LEAN is simply a method to reduce the amount of time to do these processes by slowly, steadily. systematically eliminating the "non-value added work" (8 wastes-defects-overproduction, waiting, non-essential over processing, transport, inventory, motion and un-used employee brainpower). The way lean thinkers "count" how well we are eliminating waste is in units of time. 

As we learn to do real kaizen (where people are recognizing and eliminating waste every day), time is taken out. Sometimes it is seconds, sometimes it is minutes, hours, even weeks or months. Let me give you an example.

Pretend one of your employees decided to make an improvement to reduce walking (motion). The A3 team decided to move a printer 20 steps closer to where the work is. Non-LEAN people may think that this A3 does not have a high enough return on investment to even bother with. Let's dig a little deeper. 
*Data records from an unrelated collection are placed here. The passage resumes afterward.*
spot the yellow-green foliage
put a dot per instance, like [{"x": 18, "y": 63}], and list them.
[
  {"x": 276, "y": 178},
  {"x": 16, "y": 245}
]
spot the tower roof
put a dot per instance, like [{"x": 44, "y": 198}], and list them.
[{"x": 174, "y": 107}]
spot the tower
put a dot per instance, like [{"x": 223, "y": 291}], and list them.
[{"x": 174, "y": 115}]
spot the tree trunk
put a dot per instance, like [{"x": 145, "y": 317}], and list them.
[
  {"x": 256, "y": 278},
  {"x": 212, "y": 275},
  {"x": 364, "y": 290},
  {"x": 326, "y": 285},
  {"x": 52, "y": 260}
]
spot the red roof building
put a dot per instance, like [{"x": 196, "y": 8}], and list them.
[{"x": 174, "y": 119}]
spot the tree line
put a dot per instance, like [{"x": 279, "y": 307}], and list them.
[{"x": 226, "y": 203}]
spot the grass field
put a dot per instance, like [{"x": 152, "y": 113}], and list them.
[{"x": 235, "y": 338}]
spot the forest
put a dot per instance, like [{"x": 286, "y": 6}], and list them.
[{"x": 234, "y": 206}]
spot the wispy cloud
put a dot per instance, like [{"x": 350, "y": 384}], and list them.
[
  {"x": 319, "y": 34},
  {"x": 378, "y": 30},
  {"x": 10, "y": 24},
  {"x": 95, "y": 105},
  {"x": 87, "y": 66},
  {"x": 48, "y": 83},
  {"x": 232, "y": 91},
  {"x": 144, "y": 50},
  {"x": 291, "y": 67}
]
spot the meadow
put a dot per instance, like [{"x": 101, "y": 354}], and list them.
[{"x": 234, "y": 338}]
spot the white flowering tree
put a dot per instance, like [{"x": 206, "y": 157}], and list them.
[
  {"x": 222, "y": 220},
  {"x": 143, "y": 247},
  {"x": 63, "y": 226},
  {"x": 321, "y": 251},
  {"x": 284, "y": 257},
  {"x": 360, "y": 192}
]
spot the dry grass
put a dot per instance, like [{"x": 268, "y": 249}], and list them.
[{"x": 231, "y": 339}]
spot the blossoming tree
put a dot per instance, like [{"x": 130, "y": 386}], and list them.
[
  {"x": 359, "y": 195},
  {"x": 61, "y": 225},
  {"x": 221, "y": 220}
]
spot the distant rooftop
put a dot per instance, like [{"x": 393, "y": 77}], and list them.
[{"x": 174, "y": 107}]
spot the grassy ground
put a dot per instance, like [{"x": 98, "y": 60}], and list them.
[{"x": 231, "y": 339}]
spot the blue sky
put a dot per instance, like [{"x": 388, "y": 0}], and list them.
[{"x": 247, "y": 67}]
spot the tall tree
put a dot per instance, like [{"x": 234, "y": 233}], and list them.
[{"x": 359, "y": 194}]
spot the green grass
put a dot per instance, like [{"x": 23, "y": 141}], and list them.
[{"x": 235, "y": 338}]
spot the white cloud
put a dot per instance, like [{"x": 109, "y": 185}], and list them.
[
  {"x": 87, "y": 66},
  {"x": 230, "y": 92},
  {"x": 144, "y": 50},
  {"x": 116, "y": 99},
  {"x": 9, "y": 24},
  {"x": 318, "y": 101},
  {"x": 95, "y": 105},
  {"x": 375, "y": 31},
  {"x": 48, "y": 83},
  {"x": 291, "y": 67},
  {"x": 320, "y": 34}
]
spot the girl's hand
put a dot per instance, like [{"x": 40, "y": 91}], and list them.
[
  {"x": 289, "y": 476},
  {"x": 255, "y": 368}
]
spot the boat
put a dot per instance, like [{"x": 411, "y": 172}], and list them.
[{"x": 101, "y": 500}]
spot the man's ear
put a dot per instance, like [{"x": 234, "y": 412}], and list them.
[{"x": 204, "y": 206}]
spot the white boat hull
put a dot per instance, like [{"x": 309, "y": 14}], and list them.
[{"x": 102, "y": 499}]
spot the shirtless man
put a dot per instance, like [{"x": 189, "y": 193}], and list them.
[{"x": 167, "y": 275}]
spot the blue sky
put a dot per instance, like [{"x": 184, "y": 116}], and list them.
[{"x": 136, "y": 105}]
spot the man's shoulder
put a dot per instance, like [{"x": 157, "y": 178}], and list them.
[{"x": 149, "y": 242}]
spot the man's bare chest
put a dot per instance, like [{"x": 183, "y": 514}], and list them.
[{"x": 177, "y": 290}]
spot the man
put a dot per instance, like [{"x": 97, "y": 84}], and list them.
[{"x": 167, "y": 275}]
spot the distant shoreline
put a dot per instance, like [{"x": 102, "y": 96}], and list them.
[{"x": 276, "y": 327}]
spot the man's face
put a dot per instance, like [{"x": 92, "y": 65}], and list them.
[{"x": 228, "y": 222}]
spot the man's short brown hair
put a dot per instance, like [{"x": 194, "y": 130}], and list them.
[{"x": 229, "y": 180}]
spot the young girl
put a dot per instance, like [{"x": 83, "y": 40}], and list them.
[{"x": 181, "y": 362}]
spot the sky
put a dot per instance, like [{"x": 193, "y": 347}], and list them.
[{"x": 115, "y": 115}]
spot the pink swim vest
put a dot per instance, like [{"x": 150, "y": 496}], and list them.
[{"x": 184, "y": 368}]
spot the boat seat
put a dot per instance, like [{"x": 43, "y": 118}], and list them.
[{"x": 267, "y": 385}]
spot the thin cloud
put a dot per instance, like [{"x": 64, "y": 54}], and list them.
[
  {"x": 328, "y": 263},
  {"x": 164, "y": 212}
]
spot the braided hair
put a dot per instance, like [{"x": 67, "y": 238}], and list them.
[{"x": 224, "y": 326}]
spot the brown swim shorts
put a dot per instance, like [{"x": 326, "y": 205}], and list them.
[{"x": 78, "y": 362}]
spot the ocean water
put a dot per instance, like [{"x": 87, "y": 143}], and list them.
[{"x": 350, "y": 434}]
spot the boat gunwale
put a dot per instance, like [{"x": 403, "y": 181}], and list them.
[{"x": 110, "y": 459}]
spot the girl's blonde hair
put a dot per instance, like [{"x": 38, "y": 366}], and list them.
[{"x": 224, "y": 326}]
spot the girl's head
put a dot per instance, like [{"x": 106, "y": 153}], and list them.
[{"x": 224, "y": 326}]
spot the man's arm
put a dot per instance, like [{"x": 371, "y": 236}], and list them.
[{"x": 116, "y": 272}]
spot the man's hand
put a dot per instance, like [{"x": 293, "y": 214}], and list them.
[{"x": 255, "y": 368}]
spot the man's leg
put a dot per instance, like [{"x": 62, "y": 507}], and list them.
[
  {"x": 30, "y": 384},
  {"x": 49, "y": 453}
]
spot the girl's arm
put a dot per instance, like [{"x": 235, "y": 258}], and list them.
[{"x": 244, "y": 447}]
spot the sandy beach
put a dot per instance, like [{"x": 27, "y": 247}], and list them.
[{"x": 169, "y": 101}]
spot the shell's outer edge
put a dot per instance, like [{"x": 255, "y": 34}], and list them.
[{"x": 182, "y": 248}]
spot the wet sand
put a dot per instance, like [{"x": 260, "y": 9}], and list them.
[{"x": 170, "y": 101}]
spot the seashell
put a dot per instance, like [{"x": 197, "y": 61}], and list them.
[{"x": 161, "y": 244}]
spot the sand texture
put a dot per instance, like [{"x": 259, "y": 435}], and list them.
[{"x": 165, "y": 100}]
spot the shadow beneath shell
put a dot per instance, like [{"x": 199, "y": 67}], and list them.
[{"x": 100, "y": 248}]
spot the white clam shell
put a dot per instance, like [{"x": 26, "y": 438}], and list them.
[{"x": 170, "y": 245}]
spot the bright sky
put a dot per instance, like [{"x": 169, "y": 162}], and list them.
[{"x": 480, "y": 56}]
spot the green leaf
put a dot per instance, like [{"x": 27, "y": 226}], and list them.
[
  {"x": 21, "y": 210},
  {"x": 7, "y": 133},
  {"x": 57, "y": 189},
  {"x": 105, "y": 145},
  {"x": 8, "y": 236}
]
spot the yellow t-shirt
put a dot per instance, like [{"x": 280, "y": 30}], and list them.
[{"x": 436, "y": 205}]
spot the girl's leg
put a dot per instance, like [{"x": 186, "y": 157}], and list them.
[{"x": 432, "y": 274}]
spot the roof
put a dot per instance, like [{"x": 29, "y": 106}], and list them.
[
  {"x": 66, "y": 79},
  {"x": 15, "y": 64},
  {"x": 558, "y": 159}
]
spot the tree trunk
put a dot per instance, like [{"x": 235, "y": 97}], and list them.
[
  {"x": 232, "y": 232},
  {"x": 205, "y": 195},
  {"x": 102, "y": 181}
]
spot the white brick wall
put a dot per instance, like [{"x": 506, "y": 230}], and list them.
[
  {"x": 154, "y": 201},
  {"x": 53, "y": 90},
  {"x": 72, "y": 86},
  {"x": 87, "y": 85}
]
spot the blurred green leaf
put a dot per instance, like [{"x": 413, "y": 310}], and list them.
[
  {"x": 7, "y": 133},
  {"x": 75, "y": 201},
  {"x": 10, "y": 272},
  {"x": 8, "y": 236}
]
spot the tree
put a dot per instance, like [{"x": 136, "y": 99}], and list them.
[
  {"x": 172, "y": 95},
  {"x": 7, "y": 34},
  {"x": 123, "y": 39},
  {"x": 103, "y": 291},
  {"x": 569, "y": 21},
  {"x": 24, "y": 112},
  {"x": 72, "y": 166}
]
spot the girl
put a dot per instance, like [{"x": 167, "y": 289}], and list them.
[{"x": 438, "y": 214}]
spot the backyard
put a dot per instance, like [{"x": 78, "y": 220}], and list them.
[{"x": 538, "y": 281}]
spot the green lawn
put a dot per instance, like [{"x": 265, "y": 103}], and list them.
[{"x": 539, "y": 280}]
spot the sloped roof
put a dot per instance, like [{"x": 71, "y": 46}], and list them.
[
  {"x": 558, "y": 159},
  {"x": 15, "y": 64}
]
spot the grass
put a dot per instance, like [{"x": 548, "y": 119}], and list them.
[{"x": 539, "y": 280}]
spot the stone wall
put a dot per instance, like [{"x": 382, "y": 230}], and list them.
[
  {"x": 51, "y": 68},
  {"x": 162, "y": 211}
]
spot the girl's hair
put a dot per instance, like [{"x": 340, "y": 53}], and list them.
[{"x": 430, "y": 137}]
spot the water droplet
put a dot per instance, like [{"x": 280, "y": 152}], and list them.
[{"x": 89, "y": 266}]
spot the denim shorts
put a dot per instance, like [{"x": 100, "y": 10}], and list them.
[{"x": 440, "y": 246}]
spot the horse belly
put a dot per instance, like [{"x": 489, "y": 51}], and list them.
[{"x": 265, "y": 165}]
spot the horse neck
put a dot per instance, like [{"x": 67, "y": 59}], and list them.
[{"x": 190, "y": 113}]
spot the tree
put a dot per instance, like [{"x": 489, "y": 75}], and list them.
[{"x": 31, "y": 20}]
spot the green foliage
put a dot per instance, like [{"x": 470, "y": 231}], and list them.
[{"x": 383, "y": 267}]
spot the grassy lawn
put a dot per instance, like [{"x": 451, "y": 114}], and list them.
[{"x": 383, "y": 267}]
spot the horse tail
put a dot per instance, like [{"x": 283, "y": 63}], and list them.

Let's pretend that the operators (3 of them) need to print something after they complete their work that needs to be included with whatever they are passing along to the next process (it could be a label, a certification, whatever). Pretend they each process 10 orders per day. Let's pretend there are 2 shifts of 3 people processing 10 orders each. Here is the LEAN savings:


  1. 20 steps X 3 people X 10 orders X 2 shifts=1200 STEPS saved per day.
  2. 1200 STEPS per day X 240 workdays (doesn't include overtime or Saturdays)=288,000 steps.
  3. On average, figure 2000 steps per mile=in one year, you are paying people to walk 144 miles per year.
  4. How long does it take a human to walk a mile? 20 minutes, on average=2880 minutes spent walking (48 hours).


This means you will pay people to walk for 48 hours (at $35/hour which includes benefits, insurance, etc. that one improvement change will save $1680 per year that you will be paying people to walk). Accountants will argue hard vs. soft savings. All I know is that if the A3 team didn't recognize the walking as waste and improve it, people would spend 2880 minutes walking. By eliminating the walking, maybe I can ship 2 or 3 more orders per day with the same 3 people per shift! Don't forget that when we're walking, the next order is waiting.

That is only one A3! There are companies that do hundreds or thousands of them each year. Some remove seconds, some remove weeks of non-value added work. The name of the game is PRODUCTIVITY. Work to get everyone thinking like this, and you will double your sales per labor hour and suddenly find yourself in a position to pay more, attract and keep talent, give a bonus, whatever. This is tough to do if you only do periodic kaizen EVENTS in a room with sticky notes and Power Points.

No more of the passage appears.